Le transfert n’impose pas de mode de gestion particulier. Mais les placements d’origine sont liquidés, puis réinvestis selon le mode choisi dans le nouveau PER :
- soit gestion pilotée (automatisée, adaptée à votre horizon retraite) ;
- soit gestion libre (vous choisissez vos supports).
Cela signifie que vous répartissez à nouveau vos investissements, souvent sur une nouvelle gamme de fonds.
Le transfert d’un PER peut-il être refusé par l’établissement d’origine, et dans quels cas ?

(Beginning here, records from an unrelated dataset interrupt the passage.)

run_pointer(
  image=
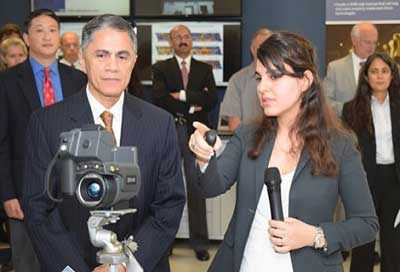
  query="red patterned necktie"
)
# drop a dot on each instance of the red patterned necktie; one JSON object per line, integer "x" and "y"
{"x": 107, "y": 118}
{"x": 48, "y": 92}
{"x": 185, "y": 74}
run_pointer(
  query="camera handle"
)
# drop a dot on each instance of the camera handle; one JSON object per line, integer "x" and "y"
{"x": 114, "y": 252}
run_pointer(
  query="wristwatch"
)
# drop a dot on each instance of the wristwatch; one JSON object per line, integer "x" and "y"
{"x": 320, "y": 241}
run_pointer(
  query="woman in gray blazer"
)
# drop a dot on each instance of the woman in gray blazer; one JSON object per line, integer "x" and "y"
{"x": 374, "y": 115}
{"x": 300, "y": 135}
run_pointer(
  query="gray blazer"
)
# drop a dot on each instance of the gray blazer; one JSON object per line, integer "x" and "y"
{"x": 312, "y": 199}
{"x": 340, "y": 83}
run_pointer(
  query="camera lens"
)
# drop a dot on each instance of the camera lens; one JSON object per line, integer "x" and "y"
{"x": 93, "y": 190}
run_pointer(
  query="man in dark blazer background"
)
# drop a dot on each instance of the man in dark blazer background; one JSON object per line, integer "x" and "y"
{"x": 59, "y": 231}
{"x": 21, "y": 93}
{"x": 186, "y": 88}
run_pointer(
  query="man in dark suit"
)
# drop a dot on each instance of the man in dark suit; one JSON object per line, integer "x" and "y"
{"x": 186, "y": 88}
{"x": 59, "y": 231}
{"x": 22, "y": 91}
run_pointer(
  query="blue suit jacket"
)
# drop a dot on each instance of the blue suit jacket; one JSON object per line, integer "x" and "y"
{"x": 312, "y": 199}
{"x": 59, "y": 232}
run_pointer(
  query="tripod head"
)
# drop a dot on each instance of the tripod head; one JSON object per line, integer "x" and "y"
{"x": 113, "y": 251}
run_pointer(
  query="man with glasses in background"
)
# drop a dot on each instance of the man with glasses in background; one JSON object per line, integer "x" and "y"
{"x": 342, "y": 74}
{"x": 186, "y": 88}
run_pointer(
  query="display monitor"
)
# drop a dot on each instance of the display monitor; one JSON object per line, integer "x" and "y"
{"x": 87, "y": 8}
{"x": 194, "y": 8}
{"x": 217, "y": 43}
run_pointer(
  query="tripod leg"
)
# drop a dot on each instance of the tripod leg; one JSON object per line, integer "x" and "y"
{"x": 113, "y": 268}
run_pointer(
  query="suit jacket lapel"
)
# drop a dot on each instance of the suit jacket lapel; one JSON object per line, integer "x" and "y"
{"x": 28, "y": 85}
{"x": 132, "y": 112}
{"x": 176, "y": 73}
{"x": 82, "y": 113}
{"x": 304, "y": 158}
{"x": 66, "y": 81}
{"x": 351, "y": 76}
{"x": 193, "y": 72}
{"x": 262, "y": 163}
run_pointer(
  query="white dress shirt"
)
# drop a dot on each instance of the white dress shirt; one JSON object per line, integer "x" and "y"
{"x": 116, "y": 110}
{"x": 77, "y": 65}
{"x": 383, "y": 130}
{"x": 259, "y": 254}
{"x": 356, "y": 65}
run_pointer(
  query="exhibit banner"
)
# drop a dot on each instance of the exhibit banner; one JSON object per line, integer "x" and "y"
{"x": 341, "y": 15}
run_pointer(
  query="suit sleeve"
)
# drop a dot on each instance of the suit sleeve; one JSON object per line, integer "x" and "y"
{"x": 361, "y": 223}
{"x": 53, "y": 245}
{"x": 331, "y": 89}
{"x": 161, "y": 92}
{"x": 206, "y": 95}
{"x": 158, "y": 231}
{"x": 7, "y": 188}
{"x": 222, "y": 173}
{"x": 230, "y": 105}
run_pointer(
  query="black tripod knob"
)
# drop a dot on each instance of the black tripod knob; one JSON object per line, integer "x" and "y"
{"x": 211, "y": 137}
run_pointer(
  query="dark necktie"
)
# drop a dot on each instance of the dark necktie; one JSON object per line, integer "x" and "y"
{"x": 107, "y": 118}
{"x": 185, "y": 74}
{"x": 48, "y": 92}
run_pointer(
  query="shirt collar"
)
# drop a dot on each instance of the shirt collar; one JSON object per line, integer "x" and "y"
{"x": 356, "y": 59}
{"x": 385, "y": 102}
{"x": 38, "y": 67}
{"x": 98, "y": 108}
{"x": 187, "y": 60}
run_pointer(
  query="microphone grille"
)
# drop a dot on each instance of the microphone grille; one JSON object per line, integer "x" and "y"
{"x": 272, "y": 176}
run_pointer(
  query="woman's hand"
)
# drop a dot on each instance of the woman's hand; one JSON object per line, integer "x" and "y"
{"x": 106, "y": 268}
{"x": 290, "y": 234}
{"x": 199, "y": 146}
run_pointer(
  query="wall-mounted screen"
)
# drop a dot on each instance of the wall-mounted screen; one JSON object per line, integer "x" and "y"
{"x": 196, "y": 8}
{"x": 84, "y": 8}
{"x": 217, "y": 43}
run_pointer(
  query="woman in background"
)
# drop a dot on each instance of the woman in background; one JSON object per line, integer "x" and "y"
{"x": 317, "y": 160}
{"x": 12, "y": 52}
{"x": 374, "y": 115}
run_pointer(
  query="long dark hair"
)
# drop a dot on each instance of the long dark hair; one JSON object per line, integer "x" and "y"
{"x": 360, "y": 115}
{"x": 316, "y": 122}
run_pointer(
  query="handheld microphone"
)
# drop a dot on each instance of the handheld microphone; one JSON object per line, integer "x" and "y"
{"x": 272, "y": 179}
{"x": 211, "y": 137}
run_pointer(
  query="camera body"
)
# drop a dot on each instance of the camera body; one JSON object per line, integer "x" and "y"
{"x": 100, "y": 173}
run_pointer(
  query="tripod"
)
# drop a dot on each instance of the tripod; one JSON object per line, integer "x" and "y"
{"x": 113, "y": 252}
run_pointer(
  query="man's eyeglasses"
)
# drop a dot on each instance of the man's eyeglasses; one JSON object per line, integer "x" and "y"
{"x": 182, "y": 37}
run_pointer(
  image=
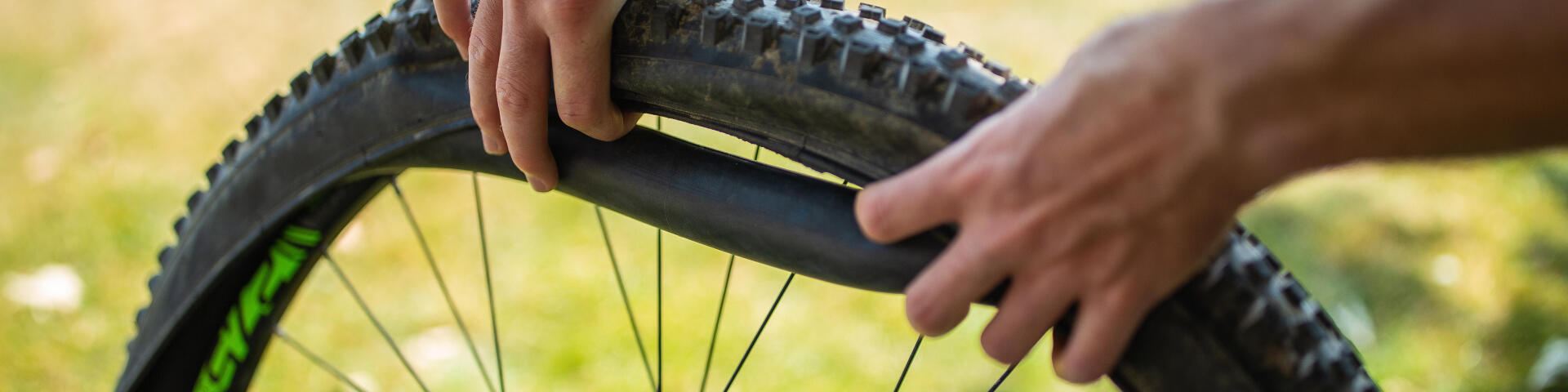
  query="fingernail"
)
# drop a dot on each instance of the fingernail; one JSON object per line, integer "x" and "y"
{"x": 492, "y": 146}
{"x": 537, "y": 184}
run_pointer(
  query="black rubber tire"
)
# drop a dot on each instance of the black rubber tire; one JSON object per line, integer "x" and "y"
{"x": 855, "y": 95}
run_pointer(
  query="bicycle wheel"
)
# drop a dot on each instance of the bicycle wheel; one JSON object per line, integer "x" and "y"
{"x": 857, "y": 95}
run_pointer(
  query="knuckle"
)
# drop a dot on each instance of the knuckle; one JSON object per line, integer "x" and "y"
{"x": 871, "y": 211}
{"x": 1128, "y": 295}
{"x": 569, "y": 13}
{"x": 579, "y": 114}
{"x": 511, "y": 93}
{"x": 480, "y": 49}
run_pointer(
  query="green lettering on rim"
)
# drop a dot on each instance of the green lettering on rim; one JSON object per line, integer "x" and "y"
{"x": 256, "y": 303}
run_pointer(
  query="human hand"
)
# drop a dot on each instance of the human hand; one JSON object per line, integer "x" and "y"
{"x": 1104, "y": 189}
{"x": 516, "y": 51}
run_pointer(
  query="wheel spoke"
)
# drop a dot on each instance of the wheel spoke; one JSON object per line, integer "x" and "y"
{"x": 373, "y": 320}
{"x": 490, "y": 289}
{"x": 712, "y": 341}
{"x": 659, "y": 295}
{"x": 760, "y": 332}
{"x": 908, "y": 363}
{"x": 1004, "y": 376}
{"x": 315, "y": 359}
{"x": 724, "y": 294}
{"x": 441, "y": 281}
{"x": 625, "y": 300}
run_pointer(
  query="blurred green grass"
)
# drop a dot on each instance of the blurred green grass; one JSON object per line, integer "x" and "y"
{"x": 1450, "y": 276}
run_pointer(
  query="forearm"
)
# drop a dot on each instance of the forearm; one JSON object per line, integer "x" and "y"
{"x": 1303, "y": 85}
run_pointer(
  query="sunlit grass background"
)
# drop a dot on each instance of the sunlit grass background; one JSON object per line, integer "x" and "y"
{"x": 1448, "y": 276}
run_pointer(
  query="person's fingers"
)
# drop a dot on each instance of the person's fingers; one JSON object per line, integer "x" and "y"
{"x": 910, "y": 203}
{"x": 483, "y": 57}
{"x": 523, "y": 83}
{"x": 453, "y": 16}
{"x": 940, "y": 296}
{"x": 1031, "y": 306}
{"x": 581, "y": 59}
{"x": 1102, "y": 328}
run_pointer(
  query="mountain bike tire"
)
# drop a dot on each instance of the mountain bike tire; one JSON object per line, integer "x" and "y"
{"x": 852, "y": 93}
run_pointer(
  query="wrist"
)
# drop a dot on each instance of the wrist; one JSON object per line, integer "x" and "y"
{"x": 1256, "y": 68}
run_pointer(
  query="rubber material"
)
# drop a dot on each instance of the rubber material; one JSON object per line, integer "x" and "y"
{"x": 857, "y": 95}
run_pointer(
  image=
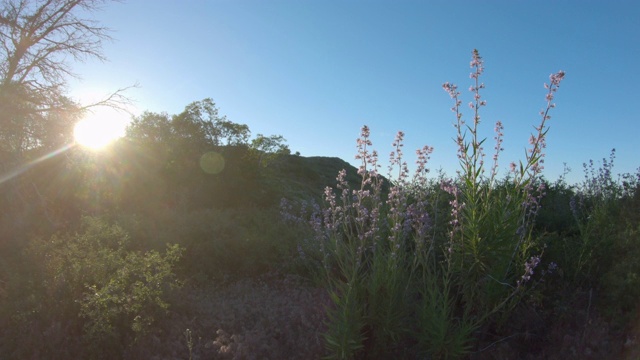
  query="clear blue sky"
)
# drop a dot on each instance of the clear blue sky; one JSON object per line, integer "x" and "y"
{"x": 316, "y": 71}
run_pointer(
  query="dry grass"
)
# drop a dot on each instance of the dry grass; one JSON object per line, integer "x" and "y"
{"x": 273, "y": 316}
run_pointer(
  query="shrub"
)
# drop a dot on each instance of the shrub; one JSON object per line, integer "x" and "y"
{"x": 92, "y": 281}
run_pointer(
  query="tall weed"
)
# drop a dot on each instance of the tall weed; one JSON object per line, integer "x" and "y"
{"x": 385, "y": 262}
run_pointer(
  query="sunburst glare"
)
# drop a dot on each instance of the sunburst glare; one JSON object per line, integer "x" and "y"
{"x": 101, "y": 127}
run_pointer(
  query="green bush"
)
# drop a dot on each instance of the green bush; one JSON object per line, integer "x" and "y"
{"x": 99, "y": 289}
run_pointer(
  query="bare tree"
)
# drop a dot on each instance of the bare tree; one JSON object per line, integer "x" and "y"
{"x": 39, "y": 40}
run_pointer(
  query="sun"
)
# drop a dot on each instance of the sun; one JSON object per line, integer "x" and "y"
{"x": 101, "y": 127}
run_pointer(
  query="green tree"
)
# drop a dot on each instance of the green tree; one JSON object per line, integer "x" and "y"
{"x": 269, "y": 148}
{"x": 38, "y": 42}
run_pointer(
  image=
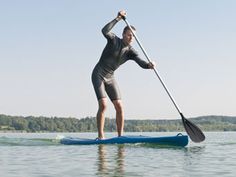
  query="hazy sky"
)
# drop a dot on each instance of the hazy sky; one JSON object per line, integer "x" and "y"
{"x": 48, "y": 50}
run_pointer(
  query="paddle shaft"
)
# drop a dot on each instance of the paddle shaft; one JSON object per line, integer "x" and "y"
{"x": 159, "y": 77}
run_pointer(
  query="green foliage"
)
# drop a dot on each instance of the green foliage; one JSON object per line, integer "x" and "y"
{"x": 88, "y": 124}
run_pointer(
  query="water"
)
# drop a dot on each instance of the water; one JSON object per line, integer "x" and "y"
{"x": 41, "y": 155}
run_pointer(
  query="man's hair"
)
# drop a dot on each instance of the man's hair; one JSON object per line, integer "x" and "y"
{"x": 127, "y": 28}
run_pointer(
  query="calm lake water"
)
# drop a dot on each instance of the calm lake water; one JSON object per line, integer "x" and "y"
{"x": 41, "y": 155}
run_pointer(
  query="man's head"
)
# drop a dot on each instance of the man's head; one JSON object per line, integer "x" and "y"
{"x": 128, "y": 35}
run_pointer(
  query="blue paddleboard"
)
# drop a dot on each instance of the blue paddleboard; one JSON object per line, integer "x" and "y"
{"x": 178, "y": 140}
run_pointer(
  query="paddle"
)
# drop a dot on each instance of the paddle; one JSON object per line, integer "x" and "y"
{"x": 193, "y": 131}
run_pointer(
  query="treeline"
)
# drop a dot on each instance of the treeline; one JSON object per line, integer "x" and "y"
{"x": 88, "y": 124}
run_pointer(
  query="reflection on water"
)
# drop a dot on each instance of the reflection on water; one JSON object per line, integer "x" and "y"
{"x": 110, "y": 163}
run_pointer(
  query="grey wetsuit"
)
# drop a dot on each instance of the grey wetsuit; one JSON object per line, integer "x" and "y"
{"x": 114, "y": 54}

En principe, non. La loi (article L.224-40 du Code monétaire et financier) rend le transfert obligatoire à la demande du titulaire. Mais il peut être retardé ou bloqué temporairement si :
- le dossier est incomplet (pièces manquantes, signature, IBAN, justificatifs) ;
- des supports illiquides (SCPI, OPCI) doivent d’abord être vendus ;
- si le plan fait encore partie d’un PER d’entreprise obligatoire actif (vous devez d’abord quitter l’entreprise).
Existe-t-il des périodes de l’année plus favorables pour effectuer un transfert PER ?
Pas vraiment. Le transfert peut être demandé à tout moment. Cependant, le faire en dehors des périodes de forte activité financière (fin d’année, clôtures fiscales, été) permet souvent de réduire les délais.
Pour les PER investis en unités de compte, certains préfèrent attendre une période de stabilité des marchés afin de transférer à une valeur liquidative plus favorable.
Comment vérifier que l’ensemble des compartiments (volontaire, collectif, obligatoire) ont bien été transférés et affectés correctement dans le nouveau PER ?
Après le transfert, le nouveau gestionnaire doit vous transmettre un relevé détaillé précisant :
- le montant transféré pour chaque compartiment ;
- la date de valorisation ;
- la répartition des sommes sur les supports.
Comparez ce relevé à celui de votre ancien PER pour vérifier que tous les compartiments ont bien été repris. En cas d’écart, contactez immédiatement les deux établissements pour correction.
Avertissement
⚠️ L’investissement en épargne retraite comme le PER est un placement long terme qui comporte des risques. Il existe un risque de perte en capital pour la partie investie en unités de compte, et les rendements ne sont pas garantis. Les conditions de déblocage sont réglementairement limitées.